Linux might not be as safe as we thought
Linux servers are known for their better security compared to commercial operating systems. However, what’s the easiest way for hackers to gain access to Linux systems?
Pakistani-based threat actor Transparent Tribe is targeting Indian government agencies in exactly this way. The group has been active since 2013; they don’t pose a sophisticated threat, but they are persistent, continuously developing new operational strategy.
Also tracked as APT36, Operation C-Major, PROJECTM and Mythic Leopard, Transparent Tribe has a record of targeting Indian government organizations, military personnel, defense contractors, and educational entities.
Social engineering is the primary attack vendor used by Transparent Tribe. Linux users are the weakest part of its security – they might be lulled into complacency by the assumption that the operating system alone is protection enough.
At the same time, Linux users tend to be in positions of power or importance within an agency – they’re often developers or systems administrators.
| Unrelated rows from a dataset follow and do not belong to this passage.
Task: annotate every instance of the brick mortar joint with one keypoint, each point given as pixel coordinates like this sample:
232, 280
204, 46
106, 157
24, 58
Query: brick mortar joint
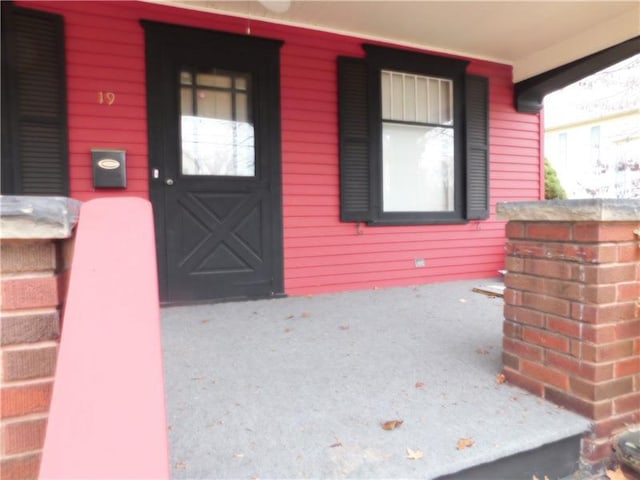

Most recently, the Pakistan-based hackers targeted the two-factor authentication tool used by the Indian government, Kavach, to deliver the Linux backdoor called Poseidon.
“Poseidon is a second-stage payload malware associated with Transparent Tribe,” Uptycs security researcher Tejaswini Sandapolla said in a technical report published this week.
“It is a general-purpose backdoor that provides attackers with a wide range of capabilities to hijack an infected host. Its functionalities include logging keystrokes, taking screen captures, uploading and downloading files, and remotely administering the system in various ways.”
This is indicative of a new approach from the Pakistani APT (advanced persistent threat), expanding its target beyond Windows and Android ecosystems.
Linux users are its biggest security risk
The malware is primarily distributed through malicious websites disguised as legitimate Indian government sites.
“Uptycs research found that the malware infrastructure, such as malicious domains, is linked to earlier APT-36 campaigns. This highlights the group’s continued focus on the aforementioned Indian targets. Repercussions of this APT-36 attack could be significant, leading to loss of sensitive information, compromised systems, financial losses, and reputational damage.”
Some best practices for protection from this type of attack include:
- Be cautious of unsolicited emails; verify sender’s authenticity before opening attachments or clicking links.
- Regularly update software and operating systems with the latest patches and security updates.
- Use reputable antivirus software and keep it updated.
- Use strong and unique passwords; enable multifactor authentication where possible.
Uptyc has also developed a list of IOCs to help determine whether or not an organization is infected.
Particularly in high-risk workplaces, security needs to be at the forefront of operations, even if the operating system appears to be secure.